Les premiers résultats tendent à montrer l'efficacité du fénoxycarbe – matière active d'Insegar – en pulvérisation foliaire. Ce produit est déjà homologué contre la cochenille du cornouiller. « Lors des comptages que nous avons effectués cet hiver, il ne restait plus que deux larves sur les ceps traités, contre 200 sur les témoins », résume la chambre d'agriculture de Saône-et-Loire. Il faut intervenir lors du pic d'essaimage des larves, un phénomène qui se produit lorsqu'elles passent du stade L1 au L2. Après ce stade, l'insecticide ne peut plus bloquer la mue.
« Il faut confirmer ces essais cette année. Nos bons résultats n'étaient peut-être qu'un coup de chance », poursuit la chambre d'agriculture. L'an dernier, les premiers traitements avaient été planifiés au 20 juin. La climatologie 2012 devrait entraîner un décalage d'une dizaine de jours en plus.
Des parasites présents partout en France
En 2011, « les cochenilles sont signalées dans la plupart des vignobles, indiquent les services régionaux de l'alimentation de Bourgogne, Champagne, Languedoc-Roussillon et Rhône-Alpes, dans un bilan publié par notre confrère « Phytoma ». En Rhône-Alpes, tous les vignobles sont infestés à des niveaux parfois élevés.
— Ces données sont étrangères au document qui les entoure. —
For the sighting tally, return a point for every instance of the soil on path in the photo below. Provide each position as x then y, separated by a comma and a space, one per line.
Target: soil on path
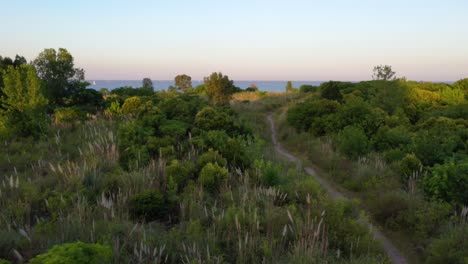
393, 253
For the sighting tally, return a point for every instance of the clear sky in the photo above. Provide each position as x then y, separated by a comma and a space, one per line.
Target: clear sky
247, 40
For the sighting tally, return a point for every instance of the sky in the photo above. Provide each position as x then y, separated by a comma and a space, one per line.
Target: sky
314, 40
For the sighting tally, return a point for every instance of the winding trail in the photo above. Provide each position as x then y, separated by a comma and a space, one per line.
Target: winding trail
393, 253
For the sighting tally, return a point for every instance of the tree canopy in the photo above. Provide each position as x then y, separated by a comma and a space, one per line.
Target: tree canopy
59, 76
384, 73
219, 88
183, 82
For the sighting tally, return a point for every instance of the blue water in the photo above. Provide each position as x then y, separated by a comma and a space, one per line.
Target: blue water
268, 86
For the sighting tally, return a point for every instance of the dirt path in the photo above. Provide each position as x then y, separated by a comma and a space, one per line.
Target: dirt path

Les cochenilles sont aussi bien présentes en Aquitaine ». Ces ravageurs déprécient le raisin de table de Moissac (Tarn-et-Garonne). Ils ont sévi dans des parcelles du Libournais, où l'on a dénombré jusqu'à soixante femelles de cochenille du cornouiller par aste. De son côté, la chambre d'agriculture du Haut-Rhin note, dans son bilan 2011, que « la cochenille bohémienne a été préoccupante ». Ces ravageurs causent rarement d'importants dégâts directs, sauf en Mâconnais et en Beaujolais, mais ils transmettent l'enroulement.
Et en bio ?
Les parcelles en viticulture biologique ont du souci à se faire. « Dans la pharmacopée actuelle, il n'y a pas de solution », s'attriste Benjamin Alban, technicien à la chambre d'agriculture de Saône-et-Loire. Des produits à base d'huiles naturelles sont en cours d'élaboration par les firmes. Reste à confirmer leur efficacité par des essais lors de leurs mises en marché.
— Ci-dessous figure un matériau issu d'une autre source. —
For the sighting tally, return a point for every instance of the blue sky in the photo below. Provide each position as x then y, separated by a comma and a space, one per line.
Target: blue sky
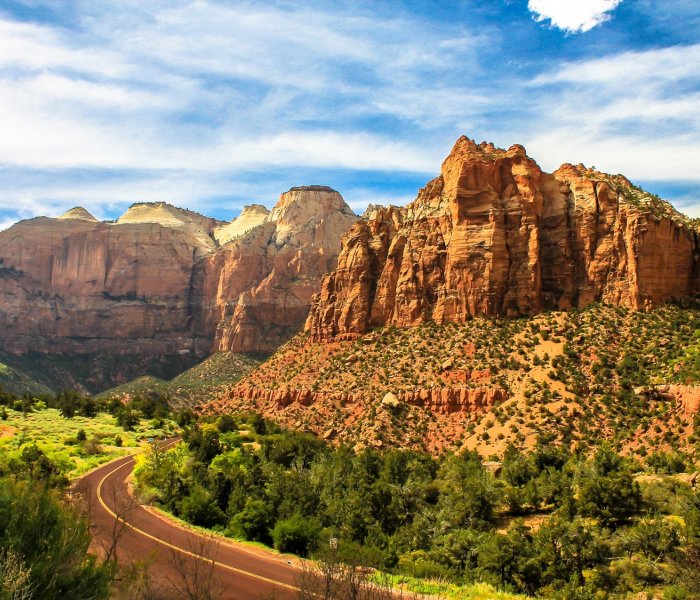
211, 105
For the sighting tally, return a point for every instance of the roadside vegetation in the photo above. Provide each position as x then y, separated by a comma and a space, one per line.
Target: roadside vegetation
545, 522
45, 542
77, 433
577, 377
Elle provient d'Amérique du Nord
La cochenille floconneuse Neopulvinaria innumerabilis provient des régions froides des États-Unis et du Canada. Elle est signalée pour la première fois en France en 1967. Notre climat doit lui convenir puisqu'elle s'est bien multipliée depuis. Cependant, Jean Le Maguet, chercheur à l'Inra de Colmar (Haut-Rhin), pense qu'elle est peut-être arrivée avant 1967, car cette cochenille dite de l'érable est difficile à différencier de Pulvinaria vitis, la cochenille floconneuse de la vigne.
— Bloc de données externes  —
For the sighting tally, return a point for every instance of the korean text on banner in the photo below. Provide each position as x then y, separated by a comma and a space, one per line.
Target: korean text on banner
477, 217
D'ailleurs, les deux espèces peuvent cohabiter. La nouvelle venue a d'abord été repérée en Languedoc et dans la vallée du Rhône. « Elle remonte certainement avec les flux commerciaux et les échanges de matériel végétal », indique l'expert en santé de la vigne.
Les larves du premier stade larvaire sont légères au point qu'elles peuvent être dispersées par les vents. Cela expliquerait leur diffusion discontinue dans le vignoble. En revanche, les cochenilles adultes se déplacent très peu. La cochenille de l'érable peut transmettre le virus de l'enroulement.